[Mageia-dev] Proposal for bugzilla

andre999 andr55 at laposte.net
Wed Dec 22 22:58:44 CET 2010


Maarten Vanraes a écrit :
>
> Op woensdag 22 december 2010 20:38:06 schreef Ahmad Samir:
>> On 22 December 2010 21:30, Renaud MICHEL<r.h.michel+mageia at gmail.com>
> wrote:
>>> On mercredi 22 décembre 2010 at 18:46, Ahmad Samir wrote :
>>>>> Sorry for not beeing clear.
>>>>> What I propose is not for the case 'a bug originates from more than
>>>>> one package';
>>>>> but for the case 'a bug manifests itself in than one package'.

If we agree that a bug can originate in more than one package, a 
multiline (multi-rpm) field could be useful.
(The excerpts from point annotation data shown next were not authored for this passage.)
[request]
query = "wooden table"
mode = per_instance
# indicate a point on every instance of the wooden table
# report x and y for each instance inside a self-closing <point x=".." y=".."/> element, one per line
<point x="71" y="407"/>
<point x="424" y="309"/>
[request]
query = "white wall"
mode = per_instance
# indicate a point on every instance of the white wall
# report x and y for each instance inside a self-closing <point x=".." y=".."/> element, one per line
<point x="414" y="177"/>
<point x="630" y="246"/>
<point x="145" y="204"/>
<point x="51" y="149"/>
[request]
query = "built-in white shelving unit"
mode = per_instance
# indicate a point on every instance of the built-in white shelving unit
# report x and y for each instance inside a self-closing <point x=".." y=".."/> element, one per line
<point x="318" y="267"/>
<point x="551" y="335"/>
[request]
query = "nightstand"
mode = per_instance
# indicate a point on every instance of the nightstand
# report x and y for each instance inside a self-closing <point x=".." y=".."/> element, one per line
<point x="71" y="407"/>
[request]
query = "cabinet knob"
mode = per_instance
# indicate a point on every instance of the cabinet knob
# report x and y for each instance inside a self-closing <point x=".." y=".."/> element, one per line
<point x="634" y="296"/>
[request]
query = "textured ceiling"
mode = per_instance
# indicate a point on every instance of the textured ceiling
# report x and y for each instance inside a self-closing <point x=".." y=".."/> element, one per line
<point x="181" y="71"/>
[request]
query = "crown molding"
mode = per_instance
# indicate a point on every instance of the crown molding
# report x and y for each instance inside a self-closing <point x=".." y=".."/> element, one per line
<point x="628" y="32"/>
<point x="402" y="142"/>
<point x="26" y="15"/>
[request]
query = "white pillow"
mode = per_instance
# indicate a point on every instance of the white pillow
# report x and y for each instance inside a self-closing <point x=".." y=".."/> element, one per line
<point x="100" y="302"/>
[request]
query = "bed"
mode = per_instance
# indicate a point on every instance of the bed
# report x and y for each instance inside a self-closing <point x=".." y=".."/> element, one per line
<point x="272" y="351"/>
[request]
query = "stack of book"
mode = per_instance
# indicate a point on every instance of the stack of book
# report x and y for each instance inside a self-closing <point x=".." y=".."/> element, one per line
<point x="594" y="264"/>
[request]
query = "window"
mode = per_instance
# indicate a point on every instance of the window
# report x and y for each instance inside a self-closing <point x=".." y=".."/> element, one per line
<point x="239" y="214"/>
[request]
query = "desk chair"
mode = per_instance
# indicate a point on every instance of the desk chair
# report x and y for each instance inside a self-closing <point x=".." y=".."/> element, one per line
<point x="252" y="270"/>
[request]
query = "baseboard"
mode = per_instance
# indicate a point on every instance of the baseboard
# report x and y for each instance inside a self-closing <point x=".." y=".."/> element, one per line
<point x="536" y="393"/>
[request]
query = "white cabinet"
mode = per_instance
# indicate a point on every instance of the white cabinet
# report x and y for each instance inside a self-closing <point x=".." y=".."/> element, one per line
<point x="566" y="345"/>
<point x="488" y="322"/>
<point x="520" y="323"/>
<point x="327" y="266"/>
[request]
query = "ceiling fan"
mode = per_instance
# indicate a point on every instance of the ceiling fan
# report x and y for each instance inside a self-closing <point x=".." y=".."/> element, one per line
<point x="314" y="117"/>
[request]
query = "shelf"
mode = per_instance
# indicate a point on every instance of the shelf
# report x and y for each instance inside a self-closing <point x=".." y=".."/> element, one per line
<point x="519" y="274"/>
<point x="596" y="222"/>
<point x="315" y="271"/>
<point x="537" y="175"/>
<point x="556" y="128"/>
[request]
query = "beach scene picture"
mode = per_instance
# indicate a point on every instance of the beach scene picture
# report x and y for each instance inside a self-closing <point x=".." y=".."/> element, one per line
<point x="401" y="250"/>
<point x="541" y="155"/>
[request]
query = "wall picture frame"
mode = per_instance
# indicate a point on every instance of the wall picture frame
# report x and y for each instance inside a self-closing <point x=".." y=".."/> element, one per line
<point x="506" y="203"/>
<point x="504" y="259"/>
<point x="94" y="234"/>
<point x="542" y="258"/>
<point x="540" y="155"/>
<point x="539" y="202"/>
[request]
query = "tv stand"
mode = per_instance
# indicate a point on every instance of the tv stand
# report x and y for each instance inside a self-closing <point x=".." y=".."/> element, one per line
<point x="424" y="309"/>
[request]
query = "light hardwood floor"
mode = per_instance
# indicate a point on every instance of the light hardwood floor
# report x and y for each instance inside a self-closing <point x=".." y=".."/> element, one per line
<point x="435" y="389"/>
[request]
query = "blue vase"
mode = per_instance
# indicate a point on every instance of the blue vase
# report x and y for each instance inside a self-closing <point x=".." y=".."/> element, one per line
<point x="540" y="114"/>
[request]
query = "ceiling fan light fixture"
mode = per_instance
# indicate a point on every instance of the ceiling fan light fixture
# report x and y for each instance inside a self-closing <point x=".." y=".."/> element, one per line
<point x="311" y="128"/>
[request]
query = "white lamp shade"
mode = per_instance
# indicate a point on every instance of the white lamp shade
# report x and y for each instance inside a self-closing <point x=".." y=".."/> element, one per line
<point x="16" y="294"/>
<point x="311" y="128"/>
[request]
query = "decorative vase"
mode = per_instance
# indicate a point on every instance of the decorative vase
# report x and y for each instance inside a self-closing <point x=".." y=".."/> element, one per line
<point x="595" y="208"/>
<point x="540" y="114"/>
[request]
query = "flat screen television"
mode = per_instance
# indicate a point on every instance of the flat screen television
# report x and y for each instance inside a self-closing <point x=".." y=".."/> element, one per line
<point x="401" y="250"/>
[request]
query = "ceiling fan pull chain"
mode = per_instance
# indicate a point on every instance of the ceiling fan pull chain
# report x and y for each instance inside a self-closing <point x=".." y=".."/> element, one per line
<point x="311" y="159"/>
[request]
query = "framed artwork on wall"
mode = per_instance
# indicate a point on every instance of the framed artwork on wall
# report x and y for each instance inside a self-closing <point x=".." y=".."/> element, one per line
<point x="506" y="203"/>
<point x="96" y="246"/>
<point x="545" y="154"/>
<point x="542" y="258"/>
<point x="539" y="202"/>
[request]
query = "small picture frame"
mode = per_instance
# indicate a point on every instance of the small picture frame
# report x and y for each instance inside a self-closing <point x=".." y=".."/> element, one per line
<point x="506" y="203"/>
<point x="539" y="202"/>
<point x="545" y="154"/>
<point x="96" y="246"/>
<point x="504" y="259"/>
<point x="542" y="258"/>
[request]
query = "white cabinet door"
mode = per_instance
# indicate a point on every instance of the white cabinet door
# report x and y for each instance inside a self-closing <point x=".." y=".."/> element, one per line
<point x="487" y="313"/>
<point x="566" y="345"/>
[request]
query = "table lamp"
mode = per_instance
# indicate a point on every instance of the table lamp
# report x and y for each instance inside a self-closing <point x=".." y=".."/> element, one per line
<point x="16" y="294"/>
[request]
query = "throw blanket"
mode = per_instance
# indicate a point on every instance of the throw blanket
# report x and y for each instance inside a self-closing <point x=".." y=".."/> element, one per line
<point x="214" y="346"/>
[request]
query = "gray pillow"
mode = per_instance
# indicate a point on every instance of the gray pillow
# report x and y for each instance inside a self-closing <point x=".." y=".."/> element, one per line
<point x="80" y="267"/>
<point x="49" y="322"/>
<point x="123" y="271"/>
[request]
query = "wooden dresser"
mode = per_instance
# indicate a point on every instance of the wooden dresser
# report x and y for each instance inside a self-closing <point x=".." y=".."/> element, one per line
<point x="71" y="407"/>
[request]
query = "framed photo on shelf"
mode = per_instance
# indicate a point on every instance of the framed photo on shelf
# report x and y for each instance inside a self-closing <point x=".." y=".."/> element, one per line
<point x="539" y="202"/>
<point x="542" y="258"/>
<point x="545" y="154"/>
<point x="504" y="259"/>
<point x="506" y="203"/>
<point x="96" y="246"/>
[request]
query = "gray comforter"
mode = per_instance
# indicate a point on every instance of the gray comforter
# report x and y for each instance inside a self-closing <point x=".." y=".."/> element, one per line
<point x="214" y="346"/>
>>>> A bug that manifests in more than one package must originate from
>>>> 'some package', that 'some package' is the only one that should be in
>>>> the 'RPM Package' field; i.e that's the package that's going to need
>>>> fixing.
>>>
>>> I agree, but that doesn't mean the user is able to identify the
>>> problematic package, even if he has good knowledge of the way packages
>>> work.
>>>
>>> Let's say for example that there is a problem with libxy, it is compiled
>>> with a bad combination of optimizations that make some of its functions
>>> behave randomly.
>>> appA appB and appC use libxy, but appC only use simple functions that are
>>> not affected by the optimization problem, so only appA and appB behave
>>> badly.
>>> Even if the user know about packages dependencies, as appC work fine he
>>> may not come to the conclusion that libxy is causing the problem.
>>> But he may still consider the problems with appA and appB to be related
>>> because they started at the same time (the latest update that included
>>> libxy).
>>> So if he can fill a single bug report for both appA and appB, that is a
>>> good hint to the developer that he should investigate in the
>>> dependencies those apps have in common.
>>>
>>> So if you accept only one package per bug report, it may be harder to
>>> find the actual cause, as those two apps may be maintained by different
>>> people, each investigating the problem for his own app.

Good point.

>>> --
>>> Renaud Michel
>>
>> Sure, but there's strace and gdb crash backtraces, that's what devs
>> use to find where a crash/bug happens, whether it's in their
>> package/code or somewhere else.
>>
>> To be more clear it's "one bug per report", that bug originates from a
>> package, that's what gets to be put in the 'RPM Package' field; it's
>> not unheard of that the 'RPM Package' field is changed through out the
>> life cycle of a bug report.
>
> yes, but suppose there's a firefox issue and it appears to be a problem with a
> system library, after it gets changed, people will never find this problem
> again; since they look for firefox...

We could retain a reference to a package that manifests but doesn't 
actually contain a bug by putting parentheses around its name.